Gold surged to within striking distance of the $4,500-per-ounce threshold on Tuesday, extending a record-setting run fueled by expectations of looser U.S. monetary policy, a weaker dollar, and steady safe-haven demand as multiple geopolitical flashpoints remain unresolved.
Spot gold climbed as high as $4,497.55, while silver hovered just below the $70 level and briefly printed a new record peak near $69.98. The moves cap a standout year for precious metals, with investors continuing to rotate into hard assets as the macro backdrop turns more supportive and risk premia remain elevated.
Geopolitics and the macro backdrop reinforce the rally
Bullion has notched multiple all-time highs in 2025, supported by the combination of U.S. rate cuts and broad dollar weakness. Several banks and analysts argue the tailwinds are not exhausted, with Goldman Sachs projecting gold could reach $4,900 by December 2026.
The U.S. dollar is down nearly 10% in 2025, putting it on track for its worst annual performance in eight years. Many investors expect the downtrend to persist into 2026 if global growth stabilizes and the Federal Reserve continues easing, a scenario that typically benefits dollar-priced commodities such as gold.
Safe-haven demand has added another layer of support. Traders are watching tensions in the Middle East, uncertainty surrounding a potential Russia-Ukraine settlement, and more recent U.S. actions involving Venezuelan oil tankers, all of which have contributed to a steady bid for defensive assets.
ETF inflows and central bank demand provide structural support
Beyond the macro cycle, investment flows and official-sector buying continue to anchor the market. Analysts say central bank demand has stayed elevated for four consecutive years and is likely to remain a key pillar through 2026.
According to Metals Focus managing director Philip Newman, central banks are on track to purchase around 850 tons of gold in 2025, down from 1,089 tons in 2024 but still “a very healthy figure” in absolute terms.
Meanwhile, physically backed gold exchange-traded funds are on pace for their biggest annual inflow since 2020. The World Gold Council estimates year-to-date inflows of roughly $82 billion, equivalent to 749 tons, highlighting renewed institutional participation as the rally broadened.

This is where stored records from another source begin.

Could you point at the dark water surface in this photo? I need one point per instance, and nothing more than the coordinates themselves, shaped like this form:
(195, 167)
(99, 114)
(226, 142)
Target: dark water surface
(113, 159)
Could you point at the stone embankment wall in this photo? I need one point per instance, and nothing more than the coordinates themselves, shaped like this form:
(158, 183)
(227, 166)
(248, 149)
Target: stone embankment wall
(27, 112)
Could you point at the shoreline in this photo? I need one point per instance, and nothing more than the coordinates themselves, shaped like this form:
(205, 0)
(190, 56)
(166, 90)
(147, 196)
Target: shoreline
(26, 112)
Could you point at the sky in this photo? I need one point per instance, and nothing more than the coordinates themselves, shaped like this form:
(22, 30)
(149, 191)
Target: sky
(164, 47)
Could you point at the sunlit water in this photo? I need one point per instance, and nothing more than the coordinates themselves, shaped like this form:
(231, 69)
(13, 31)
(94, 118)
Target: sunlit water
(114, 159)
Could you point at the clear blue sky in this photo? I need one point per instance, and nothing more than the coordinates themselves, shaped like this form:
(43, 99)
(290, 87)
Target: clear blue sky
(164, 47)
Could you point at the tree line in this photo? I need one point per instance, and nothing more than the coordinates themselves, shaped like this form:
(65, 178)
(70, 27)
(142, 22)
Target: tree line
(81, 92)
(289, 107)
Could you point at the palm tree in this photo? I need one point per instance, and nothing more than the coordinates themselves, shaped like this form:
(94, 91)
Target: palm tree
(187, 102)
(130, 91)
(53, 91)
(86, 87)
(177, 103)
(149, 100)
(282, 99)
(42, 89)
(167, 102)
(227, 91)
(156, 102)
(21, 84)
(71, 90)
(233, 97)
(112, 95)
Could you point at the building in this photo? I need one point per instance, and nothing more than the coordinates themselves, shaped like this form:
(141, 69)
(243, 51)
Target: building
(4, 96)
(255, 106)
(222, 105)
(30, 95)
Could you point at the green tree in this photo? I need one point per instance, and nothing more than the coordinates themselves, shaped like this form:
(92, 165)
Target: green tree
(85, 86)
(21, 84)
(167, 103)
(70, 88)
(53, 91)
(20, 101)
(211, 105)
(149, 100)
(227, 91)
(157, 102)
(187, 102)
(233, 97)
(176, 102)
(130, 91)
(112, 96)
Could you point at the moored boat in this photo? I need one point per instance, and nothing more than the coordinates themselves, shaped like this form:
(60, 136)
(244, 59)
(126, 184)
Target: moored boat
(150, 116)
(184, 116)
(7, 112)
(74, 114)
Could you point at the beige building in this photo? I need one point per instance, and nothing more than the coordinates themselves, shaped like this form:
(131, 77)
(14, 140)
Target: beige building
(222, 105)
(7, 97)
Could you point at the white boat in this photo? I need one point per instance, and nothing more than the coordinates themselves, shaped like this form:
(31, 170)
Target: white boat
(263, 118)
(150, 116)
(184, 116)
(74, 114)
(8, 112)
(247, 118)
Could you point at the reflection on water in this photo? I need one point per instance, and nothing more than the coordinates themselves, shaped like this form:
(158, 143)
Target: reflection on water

High prices cool jewellery demand, but retail buying offsets part of the drag
The sharp rise in prices has started to squeeze traditional jewellery consumption, especially in price-sensitive markets. Metals Focus estimates jewellery demand in India fell 26% year-on-year to 291 tons in January–September, with the fourth quarter also tracking soft and weakness expected to carry into 2026.
That said, the decline has been partly offset by stronger retail investment demand. Metals Focus said bar and coin buying in India rose 13% to 198 tons over the same period, as record prices and bullish expectations drew retail inflows rather than deterring them.
Silver outperforms as investment demand and policy themes accelerate
Silver has outshone gold by a wide margin in 2025, rising more than 140% versus gold’s gain of over 70%. The outperformance has been underpinned by robust investor demand, momentum buying, and supportive policy narratives, including silver’s inclusion on the U.S. critical minerals list.
Flows have been significant. Standard Chartered analyst Suki Cooper said inflows into silver exchange-traded products have surpassed 4,000 tons, reinforcing the view that silver’s rally is being driven not only by fundamentals but also by aggressive allocation shifts and positioning.
With gold nearing $4,500 and silver pressing toward $70, investors are increasingly focused on whether the next phase of the move will be driven by continued easing expectations, incremental geopolitical shocks, or sustained inflows from ETFs and central banks—factors that, together, have kept the precious-metals complex firmly in “buy-the-dip” mode.